One night, he wandered away while I was still constructing. He'd never done that before, and I felt a little pang, wondering if the last time had truly been the last time we'd play this game. But I kept adding levels, whether he cared or not, eventually using pretty much every block in a cantilevered marvel nearly four feet high. I turned around and watched him in the sun room, making truck noises with his Tonka bulldozer. "Ta-ni," I sing-songed. I had to repeat it before he looked up. And then he saw. His eyes and mouth formed perfect circles before the grin started, the cat-like glee at impending destruction. He ran in his drunken stagger past me, lurching to a stop a stubby arm's length from the tower. He drew in a breath, flung his arms forward —
But not all the way. His hands stopped a couple of inches from the tower, his eyes and mouth round again.

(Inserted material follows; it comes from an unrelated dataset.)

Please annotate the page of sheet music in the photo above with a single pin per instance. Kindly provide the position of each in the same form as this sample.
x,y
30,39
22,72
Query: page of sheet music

Then the gleeful giggle, his hands back in mid-air, and he stopped again. He looked at me, flapped his hands while abject joy radiated from him. He stood there, laughing and dancing and anticipating, for probably two minutes. He was not yet two years old, so two minutes of delayed gratification was an eternity. Finally, he reached out, slowly, deliberately, placed both hands gently on the blocks, and slowly, deliberately, shoved. He stood stoically as the blocks collapsed with their wooden cacophony. In the silence, he turned to look at me again, gave a deep, satisfied sigh, and plopped down on the floor by the rubble.
That was the night I knew I loved that kid.